The volume of the box is given as 108 m³, which can be expressed as s² * h, where s is the length of the side of the square bottom and h is the height of the box.
The cost of the bottom is $40/m² and the cost of the sides is $30/m². The cost can be expressed as 40 * s² + 30 * (s * 4 * h).
To minimize the cost, we need to find the values of s and h that minimize the cost function. We can do this by taking the derivative of the cost function with respect to s and h, setting them equal to zero, and solving for s and h. Once we have the values of s and h, we can calculate the cost.

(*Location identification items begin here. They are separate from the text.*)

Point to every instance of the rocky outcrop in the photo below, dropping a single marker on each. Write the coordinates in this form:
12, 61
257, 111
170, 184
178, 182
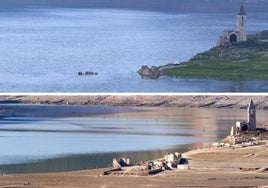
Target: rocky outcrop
152, 73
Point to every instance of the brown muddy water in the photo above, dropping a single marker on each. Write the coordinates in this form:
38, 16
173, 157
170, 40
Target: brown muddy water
42, 138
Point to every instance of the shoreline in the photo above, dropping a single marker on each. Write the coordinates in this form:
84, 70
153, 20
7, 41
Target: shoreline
209, 167
192, 101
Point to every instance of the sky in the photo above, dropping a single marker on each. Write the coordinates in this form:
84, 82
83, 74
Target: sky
154, 5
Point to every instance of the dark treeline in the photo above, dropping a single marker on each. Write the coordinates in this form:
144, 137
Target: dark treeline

Let's find the optimal dimensions of the box by using calculus:
Step 1: Write the cost function:
Cost = 40s² + 30s * 4h
Step 2: Write the volume constraint:
s² * h = 108
Step 3: Solve the volume constraint for h:
h = 108 / s²
Step 4: Substitute the value of h into the cost function:
Cost = 40s² + 30s * 4(108 / s²)
Step 5: Simplify the expression:
Cost = 40s² + 4320 / s
Step 6: Take the derivative of the cost function with respect to s:
d(Cost)/ds = 80s - 4320 / s²
Step 7: Set the derivative equal to zero and solve for s:
80s - 4320 / s² = 0
80s = 4320 / s²
80s³ = 4320
s³ = 54
s = ∛54
s ≈ 3.78 m
Step 8: Substitute the value of s into the volume constraint to find h:
h = 108 / s²
h = 108 / (3.78)²
h ≈ 7.09 m
So, the dimensions of the box that minimize the total cost are approximately (s, h) = (3.78 m, 7.09 m).